Pour cela, il faut savoir où se situe réellement le niveau « sain ». Le matériel analogique est conçu autour d'un niveau de fonctionnement nominal. Le matériel professionnel travaille à +4 dBu, soit environ 1,23 volt ; le matériel grand public travaille à -10 dBV, soit environ 0,32 volt. C'est cette différence d'environ 12 dB qui explique pourquoi brancher une sortie grand public sur une entrée professionnelle sonne faible et bruyant : on lui envoie bien moins que ce qu'elle attend. Les systèmes numériques mesurent tout par rapport au 0 dBFS, le point d'écrêtage absolu du convertisseur, et pour laisser de la place aux crêtes, les mondes de la diffusion et du spectacle vivant alignent délibérément le niveau nominal bien en dessous : autour de -18 dBFS selon la norme EBU R68, ou -20 dBFS selon SMPTE RP155. Cet écart entre le niveau normal et le zéro constitue la réserve dynamique (headroom), et c'est elle qui sauve la mise quand un batteur frappe soudain plus fort.

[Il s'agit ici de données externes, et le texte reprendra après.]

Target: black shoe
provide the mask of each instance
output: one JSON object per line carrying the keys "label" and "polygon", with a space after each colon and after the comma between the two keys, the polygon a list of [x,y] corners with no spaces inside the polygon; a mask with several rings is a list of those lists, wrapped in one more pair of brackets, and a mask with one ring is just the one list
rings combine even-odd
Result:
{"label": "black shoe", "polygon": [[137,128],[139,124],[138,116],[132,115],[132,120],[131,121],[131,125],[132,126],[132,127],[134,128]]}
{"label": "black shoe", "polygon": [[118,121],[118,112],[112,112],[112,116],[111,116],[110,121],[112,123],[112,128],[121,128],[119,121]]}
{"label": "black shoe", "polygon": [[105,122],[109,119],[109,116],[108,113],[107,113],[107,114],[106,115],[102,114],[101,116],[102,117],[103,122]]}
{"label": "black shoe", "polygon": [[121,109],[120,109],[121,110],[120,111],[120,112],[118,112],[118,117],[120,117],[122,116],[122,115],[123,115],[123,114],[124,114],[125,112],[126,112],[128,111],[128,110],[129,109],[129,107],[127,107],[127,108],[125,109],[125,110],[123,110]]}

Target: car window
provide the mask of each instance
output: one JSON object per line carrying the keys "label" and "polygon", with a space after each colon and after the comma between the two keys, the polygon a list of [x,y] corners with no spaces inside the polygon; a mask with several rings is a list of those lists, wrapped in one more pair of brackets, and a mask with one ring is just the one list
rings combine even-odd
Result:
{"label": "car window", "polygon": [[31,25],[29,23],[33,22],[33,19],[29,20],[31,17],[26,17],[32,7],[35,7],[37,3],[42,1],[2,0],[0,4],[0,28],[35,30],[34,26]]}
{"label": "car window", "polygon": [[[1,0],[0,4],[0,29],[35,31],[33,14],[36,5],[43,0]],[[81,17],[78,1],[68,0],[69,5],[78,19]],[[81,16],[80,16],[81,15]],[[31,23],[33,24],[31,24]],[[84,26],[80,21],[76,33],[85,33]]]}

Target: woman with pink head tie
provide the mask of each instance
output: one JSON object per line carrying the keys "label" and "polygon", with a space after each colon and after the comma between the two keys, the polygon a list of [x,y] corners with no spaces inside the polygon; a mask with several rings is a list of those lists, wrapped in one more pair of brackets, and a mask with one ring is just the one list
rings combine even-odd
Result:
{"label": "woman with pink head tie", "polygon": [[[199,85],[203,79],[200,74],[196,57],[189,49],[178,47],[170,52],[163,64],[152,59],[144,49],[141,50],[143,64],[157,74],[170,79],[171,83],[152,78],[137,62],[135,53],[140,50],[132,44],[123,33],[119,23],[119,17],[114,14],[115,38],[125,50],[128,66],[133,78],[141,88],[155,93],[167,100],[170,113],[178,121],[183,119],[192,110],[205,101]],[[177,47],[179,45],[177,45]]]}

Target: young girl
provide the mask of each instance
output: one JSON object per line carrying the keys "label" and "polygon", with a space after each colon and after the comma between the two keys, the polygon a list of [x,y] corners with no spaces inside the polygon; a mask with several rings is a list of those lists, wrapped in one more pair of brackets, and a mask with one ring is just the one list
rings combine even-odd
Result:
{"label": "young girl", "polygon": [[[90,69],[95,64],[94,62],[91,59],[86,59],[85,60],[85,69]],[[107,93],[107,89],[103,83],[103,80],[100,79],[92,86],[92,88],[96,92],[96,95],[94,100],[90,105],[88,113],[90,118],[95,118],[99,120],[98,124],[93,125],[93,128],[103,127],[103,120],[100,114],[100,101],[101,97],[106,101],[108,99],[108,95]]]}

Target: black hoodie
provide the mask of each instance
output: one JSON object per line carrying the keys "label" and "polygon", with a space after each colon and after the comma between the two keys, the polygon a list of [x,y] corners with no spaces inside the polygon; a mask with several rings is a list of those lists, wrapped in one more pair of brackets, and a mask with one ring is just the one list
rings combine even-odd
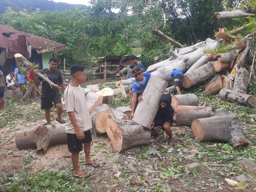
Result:
{"label": "black hoodie", "polygon": [[174,110],[171,105],[172,103],[172,96],[168,93],[164,94],[160,99],[159,106],[161,102],[163,101],[165,101],[167,103],[167,107],[162,108],[161,106],[159,106],[154,119],[155,126],[156,127],[162,125],[164,123],[168,120],[171,121],[172,122],[174,121],[172,117]]}

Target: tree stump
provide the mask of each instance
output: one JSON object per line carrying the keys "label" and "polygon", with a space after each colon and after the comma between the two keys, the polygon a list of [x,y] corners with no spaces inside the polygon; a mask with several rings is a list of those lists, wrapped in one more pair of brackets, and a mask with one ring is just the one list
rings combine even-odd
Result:
{"label": "tree stump", "polygon": [[172,96],[172,105],[175,109],[175,112],[179,105],[198,106],[198,98],[195,94],[184,94]]}
{"label": "tree stump", "polygon": [[237,103],[241,105],[256,107],[256,96],[244,94],[240,92],[222,89],[219,97],[222,100]]}
{"label": "tree stump", "polygon": [[177,108],[175,123],[179,125],[190,126],[196,119],[210,117],[212,112],[210,107],[180,105]]}
{"label": "tree stump", "polygon": [[147,128],[132,120],[120,120],[110,116],[107,120],[107,133],[114,149],[118,152],[151,142]]}
{"label": "tree stump", "polygon": [[195,119],[191,128],[193,136],[200,141],[223,141],[232,143],[235,148],[249,145],[238,118],[224,109],[217,109],[213,116]]}
{"label": "tree stump", "polygon": [[15,135],[16,146],[19,149],[36,147],[36,152],[45,153],[49,146],[67,142],[65,126],[52,124],[17,131]]}
{"label": "tree stump", "polygon": [[98,134],[102,134],[107,132],[107,120],[108,116],[114,116],[111,108],[107,104],[102,104],[90,114],[92,129]]}
{"label": "tree stump", "polygon": [[144,127],[150,128],[159,108],[160,98],[164,93],[168,85],[166,81],[151,75],[143,92],[143,101],[139,102],[135,110],[133,121]]}

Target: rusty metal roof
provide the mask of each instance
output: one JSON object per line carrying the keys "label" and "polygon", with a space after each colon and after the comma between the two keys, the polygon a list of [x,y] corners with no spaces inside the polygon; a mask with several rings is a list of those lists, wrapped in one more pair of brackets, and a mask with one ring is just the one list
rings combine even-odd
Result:
{"label": "rusty metal roof", "polygon": [[58,52],[68,49],[68,47],[64,44],[20,31],[2,25],[0,25],[0,47],[7,49],[8,47],[8,45],[15,44],[10,43],[9,41],[17,39],[19,35],[25,35],[29,44],[36,49],[38,53],[53,51],[54,48],[56,49]]}

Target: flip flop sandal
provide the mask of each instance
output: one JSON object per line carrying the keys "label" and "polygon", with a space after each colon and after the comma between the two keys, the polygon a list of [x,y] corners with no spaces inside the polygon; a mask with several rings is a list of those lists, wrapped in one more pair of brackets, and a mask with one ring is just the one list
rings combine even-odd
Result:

Les deux modes de défaillance se situent aux extrémités opposées. Trop peu de gain et l'on remonte le bruit de fond avec le signal, si bien que tout souffle. Trop de gain et l'on écrête — et une crête numérique écrêtée est perdue à jamais, sans qu'aucun fader nulle part ne puisse la récupérer. L'objectif pratique consiste à régler le trim pour que le matériau de programme normal se situe autour de -18 dBFS, avec des crêtes confortablement en deçà du zéro, puis à laisser chaque étage suivant transmettre à peu près à l'unité, afin que le niveau soigneusement réglé survive au parcours.
La règle
Règle le gain une fois à la source — ne cours pas après en aval.